Vous savez, bien sûr, ce que signifie la «décivilisation»? A moins, peut-être, que vous ayez «l’outrecuidance» de ne pas partager la pensée du président de la République. Dans ce cas, un conseil «ripolinez» votre jugement et réfléchissez à un tour de passe «genre Gérard Majax». Bienvenue dans la France des mots et des formules choc d’Emmanuel Macron. A 45 ans, le plus jeune président français de l’histoire est aussi, parfois, le plus difficile à saisir. Ce qui explique sans doute une bonne partie de ses mésaventures avec ses concitoyens.
Dernière polémique en date
La dernière polémique en date est celle engendrée par l’utilisation du mot «décivilisation». Accrochez-vous! Pour les uns, ce terme destiné à signifier les difficultés à «faire société» dans une France diverse et fracturée vient de l’écrivain Renaud Camus, théoricien du très controversé «grand remplacement» de la population française par les immigrés.
Pour les autres, plus intellos, il s’agit d’une expression empruntée au philosophe allemand Norbert Elias qui parle de «processus (ou procès) de civilisation». Le contexte, en tout cas, signifie bien que quelque chose se délite dans la République. C’est au Conseil des ministres de mercredi, devant son gouvernement, que le Chef de l’Etat a assimilé les violences dans la société à un «processus de décivilisation». «Il faut être intraitable sur le fond» a-t-il ajouté, après la mort de trois policiers à Roubaix (nord) dans un accident provoqué par un chauffard alcoolisé.
Emmanuel Macron est un intellectuel. Il a deux fois tenté d’intégrer la prestigieuse Ecole normale supérieure qui, en France, reste considérée comme le temple de la connaissance. Puis, il est sorti dans les premiers de l’Ecole nationale d’administration. Dès qu’il le peut, ce président lettré fait référence à «l’esprit des lumières» qui soufflait sur la France et l’Europe au XVIIIe siècle, avant la révolution de 1789.

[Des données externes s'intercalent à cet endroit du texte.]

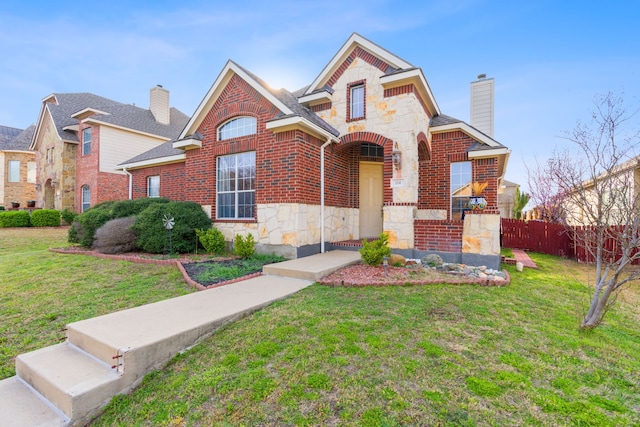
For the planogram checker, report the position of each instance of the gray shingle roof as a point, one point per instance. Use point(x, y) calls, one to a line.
point(123, 115)
point(15, 139)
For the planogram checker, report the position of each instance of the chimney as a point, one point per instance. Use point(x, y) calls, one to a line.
point(159, 104)
point(482, 104)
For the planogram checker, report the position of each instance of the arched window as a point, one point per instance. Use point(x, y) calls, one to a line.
point(86, 197)
point(237, 127)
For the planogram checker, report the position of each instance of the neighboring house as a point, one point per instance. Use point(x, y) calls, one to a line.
point(80, 138)
point(507, 198)
point(17, 166)
point(363, 149)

Il aime aussi la complexité. Comme lorsqu’il a utilisé, à la télévision, le mot «prétérition», une figure de style qui consiste à dire qu’on ne parlera pas d’une chose, dont on parle quand même. Vous me suivez? Macron dit qu’il ne va pas le dire puis il le dit quand même. Pas étonnant que le «en même temps» soit la devise de cet ancien élève surdoué du lycée jésuite d’Amiens (Picardie), puis du prestigieux lycée Henri-IV à Paris.
Le registre intello
On sait aussi que ce président aime passer du registre hyper intello au vocabulaire populaire. C’est le cas avec l’expression «pognon de dingue» qu’il utilisa en 2018 pour désigner l’accumulation d’aides sociales en France.

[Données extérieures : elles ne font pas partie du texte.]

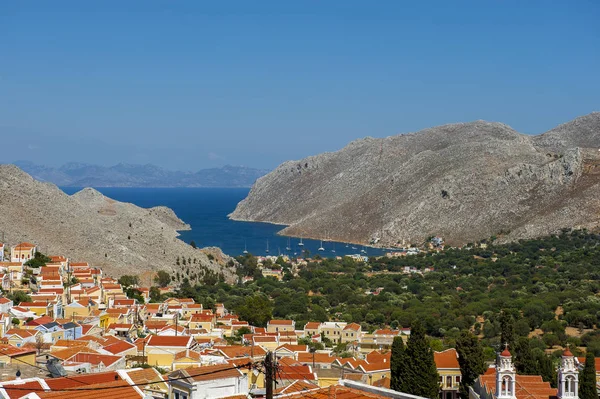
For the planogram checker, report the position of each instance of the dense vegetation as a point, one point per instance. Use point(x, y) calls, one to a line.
point(536, 294)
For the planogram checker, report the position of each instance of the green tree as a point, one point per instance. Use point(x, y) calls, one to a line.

Mais il y a aussi les moments latins. «In petto», «captatio benevolentiae»… A chaque fois, l’effet recherché est d’impressionner ou de désarçonner ses interlocuteurs. Face à Marine le Pen, sa référence au magicien star des années 80 Gérard Majax avait plongé les journalistes présents dans une grande perplexité.
L’élève de Paul Ricœur
Emmanuel Macron est l’élève d’un philosophe, Paul Ricœur, qui a consacré toute sa carrière à l’étude du «sujet». Sa photo officielle, présente dans toutes les mairies, préfectures et ambassades françaises, le montre avec des livres derrière lui, posés sur la table à côté de ses téléphones portables. D’abord, les «mémoires» du Général de Gaulle. Puis, «les nourritures terrestres» d’André Gide, et «le Rouge et le noir» de Stendhal.

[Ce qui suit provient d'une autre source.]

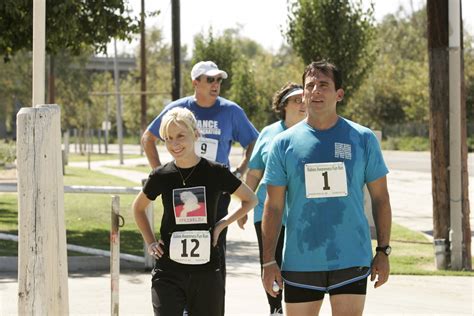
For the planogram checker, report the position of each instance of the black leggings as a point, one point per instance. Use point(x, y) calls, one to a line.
point(274, 302)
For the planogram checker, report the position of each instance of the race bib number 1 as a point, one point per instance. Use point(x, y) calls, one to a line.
point(206, 147)
point(191, 247)
point(323, 180)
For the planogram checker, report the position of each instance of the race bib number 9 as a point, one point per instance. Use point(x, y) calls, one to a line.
point(206, 148)
point(323, 180)
point(191, 247)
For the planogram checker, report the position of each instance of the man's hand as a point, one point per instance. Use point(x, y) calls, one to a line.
point(155, 249)
point(242, 221)
point(380, 269)
point(218, 228)
point(270, 275)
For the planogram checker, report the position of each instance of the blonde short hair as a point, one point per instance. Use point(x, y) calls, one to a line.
point(179, 116)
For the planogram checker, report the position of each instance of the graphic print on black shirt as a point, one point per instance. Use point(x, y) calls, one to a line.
point(190, 205)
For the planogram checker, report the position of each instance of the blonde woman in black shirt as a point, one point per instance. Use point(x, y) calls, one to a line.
point(186, 272)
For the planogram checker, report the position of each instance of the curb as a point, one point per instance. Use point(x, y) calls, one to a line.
point(78, 264)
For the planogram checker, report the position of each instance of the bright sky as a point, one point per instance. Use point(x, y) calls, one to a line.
point(261, 20)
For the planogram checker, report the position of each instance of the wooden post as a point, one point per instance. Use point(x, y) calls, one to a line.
point(66, 146)
point(75, 140)
point(42, 256)
point(115, 256)
point(99, 136)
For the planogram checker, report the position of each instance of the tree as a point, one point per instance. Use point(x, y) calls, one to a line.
point(337, 30)
point(402, 59)
point(438, 43)
point(72, 25)
point(243, 90)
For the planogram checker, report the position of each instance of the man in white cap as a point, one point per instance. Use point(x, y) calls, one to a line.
point(220, 122)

La culture de ce président féru de start-up et de culture numérique est classique. L’entendre parler de «décivilisation» incite donc à penser qu’il vit mal cette époque de raccourcis, tout en étant un chaud partisan de la numérisation. Vous voulez vous entraîner à parler le «Macron»? Commencez par vous demander si vous êtes assez «civilisé». En clair: si vous avez le niveau…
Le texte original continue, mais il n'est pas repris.